We had already bought a caravan door and frame, plus we had one from the Swift caravan that we had broken up. The problem with them was that caravan walls
are much thicker, 30mm to our 14mm, so the doors we had wouldn't fit without a lot of modification. That wasn't a big problem, just something else to manufacture.
Last of the big offcuts of 21mm honeycomb. We used this material for the floor and dividing bulkhead. Rita in the living section.
Another job at this time was to get some lighting into the body so we could work on in the evenings. Four circular 12V flourescent lights had been purchased
and now we got them up on the roof supports and temporarily wired in for use. Each one has its own switch so we just fed 12V on a ring main to them. Their location
was revised after the first year, but the basics are the same, two in the back and two in the front, to which we added two spotlights in the front living section, with a pair
of linear flourescents over the sink/cooker area.
Interior lighting as originally fitted..
At the front end, we had laid out the Swift caravan beds and cupboard to see how it would fit into the area we had designed for it. With just a few packing strips it
went in without any modifications, the only issues we have had are that one frame for one bed had to be repaired after a piece was taken out by a previous owner
to clear a battery box that he fitted. We needed six strips of hardwood, two for the bed frames and four for the seat cushion back. Our local timber place cut that for us,
and after we fitted it all in, we had some offcuts which came in at just the right sizes for some other jobs later on.
First layout of the beds etc in the front. Cut-outs in the bed ends are still there, got to make new ends up.
Layout now with packing strips and beds screwed down firmly. Centre fill slats were a bit of a problem early on, but we solved that later.
At the back, work was still carrying on, but I had to work at both ends now, so it tended to be one end in the morning, then the other end in the afternoon/evening. We were
working on the wheel boxes/mudguards at the back, as they were something we couldn't travel without. In the end, they worked out well, we bolted a large piece of
honeycomb to the chassis to form the inner side, then boxed in the rest and used aluminium angle to finish it off. It looks OK and is very strong, you can walk on it
or jump up and down on it.
Wheel box on the o/side, looked tidy and was fairly economical. We used up most of the odd offcuts of the 21mm honeycomb.
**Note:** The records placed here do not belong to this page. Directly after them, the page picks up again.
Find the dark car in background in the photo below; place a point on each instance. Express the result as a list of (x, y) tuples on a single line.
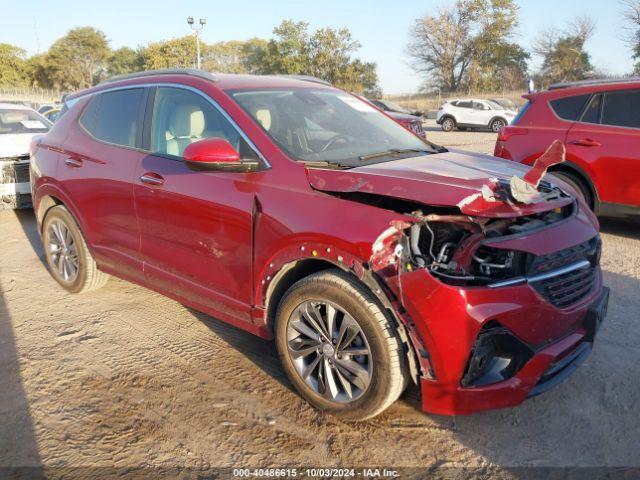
[(599, 123)]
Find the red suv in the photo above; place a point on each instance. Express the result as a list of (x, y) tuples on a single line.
[(296, 211), (599, 122)]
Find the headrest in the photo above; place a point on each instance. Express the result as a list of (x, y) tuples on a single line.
[(187, 121), (264, 117)]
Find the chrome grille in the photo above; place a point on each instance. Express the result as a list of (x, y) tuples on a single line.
[(568, 288)]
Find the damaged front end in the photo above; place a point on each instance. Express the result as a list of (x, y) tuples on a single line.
[(504, 304)]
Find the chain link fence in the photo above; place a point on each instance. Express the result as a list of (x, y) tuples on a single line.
[(32, 96)]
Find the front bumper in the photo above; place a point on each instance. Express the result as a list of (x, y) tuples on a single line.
[(452, 318)]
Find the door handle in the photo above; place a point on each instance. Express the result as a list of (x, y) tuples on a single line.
[(585, 142), (151, 178), (73, 162)]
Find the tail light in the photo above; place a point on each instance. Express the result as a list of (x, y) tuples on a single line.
[(506, 132)]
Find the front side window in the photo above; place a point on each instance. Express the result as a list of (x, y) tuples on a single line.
[(114, 117), (326, 125), (569, 108), (14, 121), (182, 117), (622, 109)]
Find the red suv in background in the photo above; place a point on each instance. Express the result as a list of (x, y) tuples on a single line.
[(599, 123), (296, 211)]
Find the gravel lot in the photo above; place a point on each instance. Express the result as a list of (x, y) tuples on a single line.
[(123, 377)]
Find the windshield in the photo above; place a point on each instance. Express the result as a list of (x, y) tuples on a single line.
[(394, 106), (22, 121), (323, 125)]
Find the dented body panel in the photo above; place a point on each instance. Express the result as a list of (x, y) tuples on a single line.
[(433, 237)]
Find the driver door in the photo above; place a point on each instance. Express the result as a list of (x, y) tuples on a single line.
[(195, 227)]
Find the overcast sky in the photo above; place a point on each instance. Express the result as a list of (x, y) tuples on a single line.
[(382, 27)]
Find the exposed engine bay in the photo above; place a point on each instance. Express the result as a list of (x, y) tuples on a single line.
[(456, 248)]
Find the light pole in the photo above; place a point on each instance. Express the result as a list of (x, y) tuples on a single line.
[(197, 29)]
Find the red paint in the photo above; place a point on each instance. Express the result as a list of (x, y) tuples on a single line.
[(216, 241), (211, 150), (604, 157)]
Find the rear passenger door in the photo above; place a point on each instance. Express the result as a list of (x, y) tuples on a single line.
[(96, 172), (606, 140)]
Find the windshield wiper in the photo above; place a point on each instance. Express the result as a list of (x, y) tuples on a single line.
[(324, 164), (393, 152)]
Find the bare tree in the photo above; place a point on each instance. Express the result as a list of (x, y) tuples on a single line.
[(564, 56), (631, 35), (469, 44)]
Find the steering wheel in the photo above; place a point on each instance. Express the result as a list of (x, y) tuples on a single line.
[(333, 140)]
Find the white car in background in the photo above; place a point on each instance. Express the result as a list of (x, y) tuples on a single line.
[(473, 113), (18, 126)]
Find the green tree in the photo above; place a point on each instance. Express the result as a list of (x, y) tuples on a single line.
[(13, 66), (326, 54), (175, 53), (78, 60), (469, 45), (234, 56), (38, 71), (124, 60), (564, 56)]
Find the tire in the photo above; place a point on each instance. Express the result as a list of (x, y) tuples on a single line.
[(496, 124), (448, 124), (69, 260), (578, 185), (374, 380)]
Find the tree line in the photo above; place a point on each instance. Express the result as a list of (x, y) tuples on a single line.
[(83, 58), (469, 46)]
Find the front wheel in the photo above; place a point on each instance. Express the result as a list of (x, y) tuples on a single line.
[(68, 257), (338, 348), (497, 124)]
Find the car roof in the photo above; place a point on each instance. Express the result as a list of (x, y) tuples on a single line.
[(224, 81), (596, 82)]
Wheel box on the o/side, close-up of the mitres.
Wheel box on the o/side, another view looking towards the back door.
It was now 22nd of May, we were approaching the trip deadline fairly quickly, with lots of major jobs still to be done. We reckoned that we could live without the kitchen
and bathroom for the first trip, as it was going to be to Nuenen, which had showers and toilets for the exhibitors, and we could rustle up loads of cooking gear. Our
son, Philip was coming with his Land Rover, and then going on down to France afterwards, so we had his cooking gear as well.